Pero lo que interesa es, precisamente, la capacidad de actuación de aquella Generalitat: su fuerza y su obra de gobierno. Y las fuentes documentales nos revelan que la Generalitat carlista fue reconstituida tal como había sido la institución hasta el 1714. El primer artículo del documento dice que Catalunya queda vinculada al conjunto de territorios hispánicos a través de un pacto de federación. El artículo tercero dice que el rey de la monarquía hispánica no será coronado conde de Barcelona, es decir, príncipe ('hombre principal') de Catalunya, si no ha jurado antes las Constituciones del país. El artículo once dice que los municipios se gobernarán de forma autónoma y singular de acuerdo con sus cartas municipales seculares. El artículo trece dice que todos los jueces y magistrados de la administración de justicia serán naturales del país, con el propósito de que la lengua catalana recupere la oficialidad.
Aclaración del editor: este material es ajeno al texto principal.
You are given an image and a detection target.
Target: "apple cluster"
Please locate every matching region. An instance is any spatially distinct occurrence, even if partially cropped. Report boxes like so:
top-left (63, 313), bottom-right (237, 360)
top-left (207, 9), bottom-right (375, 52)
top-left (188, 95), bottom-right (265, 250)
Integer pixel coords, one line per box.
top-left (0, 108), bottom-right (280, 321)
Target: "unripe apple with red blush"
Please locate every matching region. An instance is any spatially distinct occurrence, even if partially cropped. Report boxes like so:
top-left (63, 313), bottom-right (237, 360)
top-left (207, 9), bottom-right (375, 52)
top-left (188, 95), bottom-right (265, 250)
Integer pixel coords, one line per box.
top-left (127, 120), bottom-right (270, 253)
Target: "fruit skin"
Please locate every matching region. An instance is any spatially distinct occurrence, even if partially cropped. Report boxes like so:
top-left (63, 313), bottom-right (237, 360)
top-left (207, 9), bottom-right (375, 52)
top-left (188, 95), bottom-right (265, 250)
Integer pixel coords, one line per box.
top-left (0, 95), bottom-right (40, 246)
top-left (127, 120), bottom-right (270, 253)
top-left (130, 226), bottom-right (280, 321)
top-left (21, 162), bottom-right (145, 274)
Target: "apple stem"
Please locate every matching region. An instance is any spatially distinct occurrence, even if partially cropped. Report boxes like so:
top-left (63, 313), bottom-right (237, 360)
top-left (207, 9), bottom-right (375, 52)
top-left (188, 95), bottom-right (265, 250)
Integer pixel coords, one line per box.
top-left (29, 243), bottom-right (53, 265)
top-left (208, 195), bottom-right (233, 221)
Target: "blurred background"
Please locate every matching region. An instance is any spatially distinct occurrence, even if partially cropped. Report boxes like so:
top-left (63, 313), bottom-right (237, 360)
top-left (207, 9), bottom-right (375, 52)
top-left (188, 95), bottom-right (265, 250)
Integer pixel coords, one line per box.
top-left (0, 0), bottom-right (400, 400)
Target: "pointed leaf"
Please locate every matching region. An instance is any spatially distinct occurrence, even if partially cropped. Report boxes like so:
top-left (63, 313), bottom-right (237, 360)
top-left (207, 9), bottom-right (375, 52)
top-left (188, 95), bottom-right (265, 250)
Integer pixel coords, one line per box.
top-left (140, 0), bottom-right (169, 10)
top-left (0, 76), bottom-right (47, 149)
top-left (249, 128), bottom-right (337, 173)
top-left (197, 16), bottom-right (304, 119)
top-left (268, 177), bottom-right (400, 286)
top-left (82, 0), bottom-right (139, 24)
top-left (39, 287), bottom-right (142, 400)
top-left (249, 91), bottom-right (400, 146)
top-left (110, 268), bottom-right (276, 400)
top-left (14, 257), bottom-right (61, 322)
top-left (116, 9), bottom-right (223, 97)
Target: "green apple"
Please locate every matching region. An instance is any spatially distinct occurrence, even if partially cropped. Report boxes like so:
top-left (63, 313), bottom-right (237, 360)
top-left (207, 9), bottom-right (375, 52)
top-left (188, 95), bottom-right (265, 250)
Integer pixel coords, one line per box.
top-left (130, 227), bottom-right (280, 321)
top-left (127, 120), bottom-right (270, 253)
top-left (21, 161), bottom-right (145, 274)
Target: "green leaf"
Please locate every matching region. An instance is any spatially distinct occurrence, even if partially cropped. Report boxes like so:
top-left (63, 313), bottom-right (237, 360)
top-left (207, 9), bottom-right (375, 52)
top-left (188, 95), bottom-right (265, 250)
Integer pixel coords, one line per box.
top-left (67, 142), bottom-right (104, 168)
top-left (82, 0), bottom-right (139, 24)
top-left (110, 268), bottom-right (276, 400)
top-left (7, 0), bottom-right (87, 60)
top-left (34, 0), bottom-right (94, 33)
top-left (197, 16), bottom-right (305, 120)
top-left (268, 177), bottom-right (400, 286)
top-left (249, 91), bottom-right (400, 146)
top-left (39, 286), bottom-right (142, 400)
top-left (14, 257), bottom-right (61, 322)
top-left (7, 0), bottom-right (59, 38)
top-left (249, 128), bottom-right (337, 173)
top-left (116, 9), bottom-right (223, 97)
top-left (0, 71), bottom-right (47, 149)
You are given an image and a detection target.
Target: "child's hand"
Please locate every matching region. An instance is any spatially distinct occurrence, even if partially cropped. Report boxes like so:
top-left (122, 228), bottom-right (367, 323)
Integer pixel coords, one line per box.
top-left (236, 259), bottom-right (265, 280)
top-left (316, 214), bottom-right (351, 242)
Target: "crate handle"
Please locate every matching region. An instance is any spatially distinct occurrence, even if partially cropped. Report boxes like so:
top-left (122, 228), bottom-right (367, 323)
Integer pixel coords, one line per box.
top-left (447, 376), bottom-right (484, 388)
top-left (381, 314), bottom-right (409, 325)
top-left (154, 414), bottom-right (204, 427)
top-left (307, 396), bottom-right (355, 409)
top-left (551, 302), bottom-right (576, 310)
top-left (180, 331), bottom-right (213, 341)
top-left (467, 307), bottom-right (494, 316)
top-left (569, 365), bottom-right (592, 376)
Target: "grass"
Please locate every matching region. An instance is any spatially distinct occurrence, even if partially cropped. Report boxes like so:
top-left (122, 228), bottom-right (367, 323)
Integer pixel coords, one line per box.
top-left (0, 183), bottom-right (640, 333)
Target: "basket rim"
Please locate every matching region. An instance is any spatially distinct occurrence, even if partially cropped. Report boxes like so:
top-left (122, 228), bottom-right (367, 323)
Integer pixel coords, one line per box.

Pero lo más sorprendente lo hallamos en los otros artículos del texto. Y así vemos, por ejemplo, el cuarto, que habla del Ejército Real de Catalunya, formado por oficiales y soldados del país, comandado en primera instancia por el presidente de la Generalitat, como comandante jefe, y por el rey de las Españas en última instancia, como el nexo que consagra la bilateralidad entre la corona y los países de su edificio político. O el artículo décimo, que habla de la Guardia Foral de Catalunya, el único cuerpo de policía del Principat, dirigido, exclusivamente, por el presidente de la Generalitat. O el artículo duodécimo, que encarga a la Generalitat la creación y el mantenimiento de un servicio postal, de una red vial, de una red hospitalaria y de una red penitenciaria. O el catorce, que habla de la creación de un sistema judicial catalán, propio e independiente, solo subordinado al rey.
Una apuesta valiente
La Generalitat de 1874 fue una apuesta valiente del carlismo tradicionalista que ni el progresista general Prim, ni el civilizado Amadeo I, ni la federalista Primera República fueron capaces de poner sobre el tablero político español. A pesar del tufo rancio que desprenden algunos detalles del articulado, nada le resta la valentía política y estratégica que pusieron de relieve sus redactores y sus valedores. Especialmente Carlos María. La derrota militar carlista en Catalunya, escenificada con la caída de La Seu d'Urgell en agosto de 1875 precisamente a manos de Martínez Campos, condenaría también un proyecto que, adaptado a la realidad social y política del momento, habría contribuido a anticipar la resolución de muchos conflictos que habían de asolar el Estado español y desangrar Catalunya.